Personal information
- Date of birth: 19 June 1992 (age 33)
- Place of birth: Vizzolo Predabissi, Italy
- Height: 1.76 m (5 ft 9 in)
- Position: Midfielder

Team information
- Current team: Nuova Sondrio
- Number: 8

Youth career
- 2010–2012: Milan

Senior career*
- Years: Team / Apps / (Gls)
- 2012–2013: Milan / 0 / (0)
- 2012–2013: → Südtirol (loan) / 20 / (0)
- 2013–2014: Carpi / 6 / (0)
- 2014–2018: Südtirol / 90 / (2)
- 2016: → Partizani Tirana (loan) / 4 / (0)
- 2018–2024: Pro Patria / 159 / (6)
- 2024–2025: Alcione / 11 / (0)
- 2026–: Nuova Sondrio / 2 / (0)

= Luca Bertoni =

Italian professional footballer

Luca Bertoni (born 19 June 1992) is an Italian professional footballer who plays as a midfielder for Serie D club Nuova Sondrio.

==Club career==
Bertoni started his football career at Milan, playing in their youth team. On 11 July 2012, after finishing his youth formation with Milan, he joined Südtirol in a season-long loan, and made his senior debuts with the Prima Divisione side.

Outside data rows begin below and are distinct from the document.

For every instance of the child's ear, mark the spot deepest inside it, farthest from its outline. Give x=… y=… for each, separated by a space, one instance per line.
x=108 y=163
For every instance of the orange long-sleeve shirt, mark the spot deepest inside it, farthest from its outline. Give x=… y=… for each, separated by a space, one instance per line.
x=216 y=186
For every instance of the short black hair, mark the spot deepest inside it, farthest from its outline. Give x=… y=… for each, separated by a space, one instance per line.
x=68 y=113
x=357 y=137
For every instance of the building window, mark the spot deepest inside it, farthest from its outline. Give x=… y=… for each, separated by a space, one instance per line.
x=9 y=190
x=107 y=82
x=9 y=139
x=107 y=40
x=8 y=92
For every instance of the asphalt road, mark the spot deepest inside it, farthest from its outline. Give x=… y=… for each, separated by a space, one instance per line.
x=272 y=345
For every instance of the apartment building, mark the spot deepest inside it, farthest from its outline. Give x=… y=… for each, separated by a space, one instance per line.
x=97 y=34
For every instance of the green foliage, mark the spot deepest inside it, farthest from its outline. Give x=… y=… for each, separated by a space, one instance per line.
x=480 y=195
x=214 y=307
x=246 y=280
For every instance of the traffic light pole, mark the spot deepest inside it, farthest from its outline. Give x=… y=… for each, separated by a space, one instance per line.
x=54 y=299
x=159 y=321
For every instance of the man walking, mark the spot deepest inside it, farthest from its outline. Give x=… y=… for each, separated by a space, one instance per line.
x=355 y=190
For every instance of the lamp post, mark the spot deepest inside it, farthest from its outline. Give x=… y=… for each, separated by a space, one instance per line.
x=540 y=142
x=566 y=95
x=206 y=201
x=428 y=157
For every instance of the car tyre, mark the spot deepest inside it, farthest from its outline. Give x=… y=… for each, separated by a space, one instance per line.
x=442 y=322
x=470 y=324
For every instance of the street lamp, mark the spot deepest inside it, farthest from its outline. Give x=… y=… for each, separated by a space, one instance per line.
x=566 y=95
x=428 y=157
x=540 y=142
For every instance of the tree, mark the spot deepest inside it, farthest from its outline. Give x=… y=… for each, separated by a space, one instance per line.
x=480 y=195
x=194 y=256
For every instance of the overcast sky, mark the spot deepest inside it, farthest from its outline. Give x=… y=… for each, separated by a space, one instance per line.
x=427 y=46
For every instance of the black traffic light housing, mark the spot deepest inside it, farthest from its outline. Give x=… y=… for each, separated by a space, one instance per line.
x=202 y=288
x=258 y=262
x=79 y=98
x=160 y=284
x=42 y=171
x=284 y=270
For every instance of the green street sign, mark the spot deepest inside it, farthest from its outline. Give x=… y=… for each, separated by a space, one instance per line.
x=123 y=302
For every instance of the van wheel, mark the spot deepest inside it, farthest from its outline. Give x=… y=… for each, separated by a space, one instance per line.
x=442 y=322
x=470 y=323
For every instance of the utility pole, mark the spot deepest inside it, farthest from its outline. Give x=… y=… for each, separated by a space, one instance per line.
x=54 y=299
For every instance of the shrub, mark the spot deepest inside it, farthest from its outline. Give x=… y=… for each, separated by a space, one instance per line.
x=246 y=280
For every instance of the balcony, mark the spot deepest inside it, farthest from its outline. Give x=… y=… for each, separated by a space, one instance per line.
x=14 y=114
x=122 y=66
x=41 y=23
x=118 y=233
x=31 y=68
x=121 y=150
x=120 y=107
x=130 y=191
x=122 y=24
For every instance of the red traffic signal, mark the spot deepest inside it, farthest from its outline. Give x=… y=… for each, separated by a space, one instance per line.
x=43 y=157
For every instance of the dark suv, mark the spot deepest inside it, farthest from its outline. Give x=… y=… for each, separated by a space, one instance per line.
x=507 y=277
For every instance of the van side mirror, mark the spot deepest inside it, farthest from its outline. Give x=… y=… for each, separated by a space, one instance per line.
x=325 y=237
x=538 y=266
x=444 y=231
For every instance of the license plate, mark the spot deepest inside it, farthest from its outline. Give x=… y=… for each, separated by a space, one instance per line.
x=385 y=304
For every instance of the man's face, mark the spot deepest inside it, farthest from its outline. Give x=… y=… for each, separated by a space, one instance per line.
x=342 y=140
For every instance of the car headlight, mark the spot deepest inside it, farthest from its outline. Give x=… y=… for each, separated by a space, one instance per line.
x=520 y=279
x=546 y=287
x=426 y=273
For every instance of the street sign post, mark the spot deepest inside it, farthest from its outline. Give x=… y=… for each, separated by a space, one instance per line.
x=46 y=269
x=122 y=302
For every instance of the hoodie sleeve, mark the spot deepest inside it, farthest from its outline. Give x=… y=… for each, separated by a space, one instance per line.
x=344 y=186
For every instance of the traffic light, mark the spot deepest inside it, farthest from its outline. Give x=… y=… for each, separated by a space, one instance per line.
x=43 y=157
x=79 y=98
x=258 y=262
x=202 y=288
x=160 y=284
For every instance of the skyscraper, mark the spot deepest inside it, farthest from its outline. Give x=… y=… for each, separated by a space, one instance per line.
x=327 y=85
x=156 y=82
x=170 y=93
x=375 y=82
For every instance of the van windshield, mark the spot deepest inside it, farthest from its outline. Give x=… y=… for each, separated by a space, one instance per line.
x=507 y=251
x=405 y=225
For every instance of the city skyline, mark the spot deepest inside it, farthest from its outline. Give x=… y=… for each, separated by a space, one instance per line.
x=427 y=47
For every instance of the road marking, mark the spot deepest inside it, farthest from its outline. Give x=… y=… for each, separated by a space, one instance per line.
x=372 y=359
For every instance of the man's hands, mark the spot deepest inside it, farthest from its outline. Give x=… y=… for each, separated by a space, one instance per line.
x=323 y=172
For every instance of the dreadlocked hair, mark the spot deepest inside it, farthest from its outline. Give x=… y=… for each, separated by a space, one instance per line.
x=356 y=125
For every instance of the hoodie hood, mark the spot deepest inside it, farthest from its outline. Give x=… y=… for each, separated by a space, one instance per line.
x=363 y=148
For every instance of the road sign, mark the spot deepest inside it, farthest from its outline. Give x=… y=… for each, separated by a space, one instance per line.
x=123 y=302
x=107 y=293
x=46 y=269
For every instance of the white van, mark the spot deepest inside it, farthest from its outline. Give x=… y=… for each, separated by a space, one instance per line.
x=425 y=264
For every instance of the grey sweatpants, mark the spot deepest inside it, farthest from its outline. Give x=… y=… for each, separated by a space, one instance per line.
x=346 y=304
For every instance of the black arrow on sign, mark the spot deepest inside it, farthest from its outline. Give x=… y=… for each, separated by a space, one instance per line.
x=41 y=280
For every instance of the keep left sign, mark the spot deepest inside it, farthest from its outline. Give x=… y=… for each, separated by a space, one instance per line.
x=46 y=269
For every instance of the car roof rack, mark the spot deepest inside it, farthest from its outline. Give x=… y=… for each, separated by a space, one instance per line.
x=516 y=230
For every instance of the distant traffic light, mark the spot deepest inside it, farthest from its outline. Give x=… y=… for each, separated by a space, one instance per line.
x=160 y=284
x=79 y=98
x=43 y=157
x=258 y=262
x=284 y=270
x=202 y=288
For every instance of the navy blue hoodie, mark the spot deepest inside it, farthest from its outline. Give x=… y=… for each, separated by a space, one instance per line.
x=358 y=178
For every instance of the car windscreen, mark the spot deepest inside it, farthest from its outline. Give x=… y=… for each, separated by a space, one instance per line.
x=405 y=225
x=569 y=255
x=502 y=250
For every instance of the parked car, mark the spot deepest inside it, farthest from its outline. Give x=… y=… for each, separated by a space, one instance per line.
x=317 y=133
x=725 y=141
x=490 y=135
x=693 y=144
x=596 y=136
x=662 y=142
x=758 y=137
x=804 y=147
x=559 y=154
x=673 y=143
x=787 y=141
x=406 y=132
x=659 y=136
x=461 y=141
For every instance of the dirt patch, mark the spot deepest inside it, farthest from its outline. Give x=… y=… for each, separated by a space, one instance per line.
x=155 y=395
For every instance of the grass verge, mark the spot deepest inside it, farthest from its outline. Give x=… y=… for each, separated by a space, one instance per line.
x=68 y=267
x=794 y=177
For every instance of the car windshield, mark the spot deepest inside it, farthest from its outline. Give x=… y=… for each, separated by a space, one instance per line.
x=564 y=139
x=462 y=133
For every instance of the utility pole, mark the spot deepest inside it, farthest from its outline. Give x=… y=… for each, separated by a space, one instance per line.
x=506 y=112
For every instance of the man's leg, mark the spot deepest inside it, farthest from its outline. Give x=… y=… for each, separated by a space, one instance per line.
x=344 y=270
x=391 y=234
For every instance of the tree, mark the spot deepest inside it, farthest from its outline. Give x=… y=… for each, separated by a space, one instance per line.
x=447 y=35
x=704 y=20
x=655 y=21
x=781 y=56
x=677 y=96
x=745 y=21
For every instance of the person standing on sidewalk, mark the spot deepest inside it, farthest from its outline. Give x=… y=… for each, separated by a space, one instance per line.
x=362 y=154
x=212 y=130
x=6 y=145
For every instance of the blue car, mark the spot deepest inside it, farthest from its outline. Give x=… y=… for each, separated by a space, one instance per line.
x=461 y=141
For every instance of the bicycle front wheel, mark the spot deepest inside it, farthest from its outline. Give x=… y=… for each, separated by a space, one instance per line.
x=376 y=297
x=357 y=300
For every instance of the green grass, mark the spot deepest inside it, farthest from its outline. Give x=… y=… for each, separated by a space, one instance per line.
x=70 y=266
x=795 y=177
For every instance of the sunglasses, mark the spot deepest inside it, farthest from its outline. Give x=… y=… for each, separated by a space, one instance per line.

On 12 July 2013, Bertoni moved to Serie B side Carpi in a co-ownership deal with Milan. He made his division debut on 24 August, starting in a 0–1 loss at Ternana.

He returned in 2014 to the previous team Südtirol, in the Lega Pro.

On 18 July 2016, Bertoni completed a loan move to Albanian Superliga side Partizani Tirana. The club also had the option to make the move permanent at the end of the season. He was handed squad number 70, and made his competitive debut on 3 August in the returning leg of Champions League third qualifying round against Red Bull Salzburg, playing in the last two minutes in an eventual 2–0 away defeat (3–0 on aggregate). Bertoni made his first Albanian Superliga appearance in the opening league match on 7 September against Luftëtari, playing full-90 minutes in a 1–0 win. Following the dismissal of Adolfo Sormani, Bertoni did not play in October, and on 25th, he terminated his contract with the club by mutual consent.

On 3 July 2018, Bertoni signed for Italian club Pro Patria in an undisclosed fee.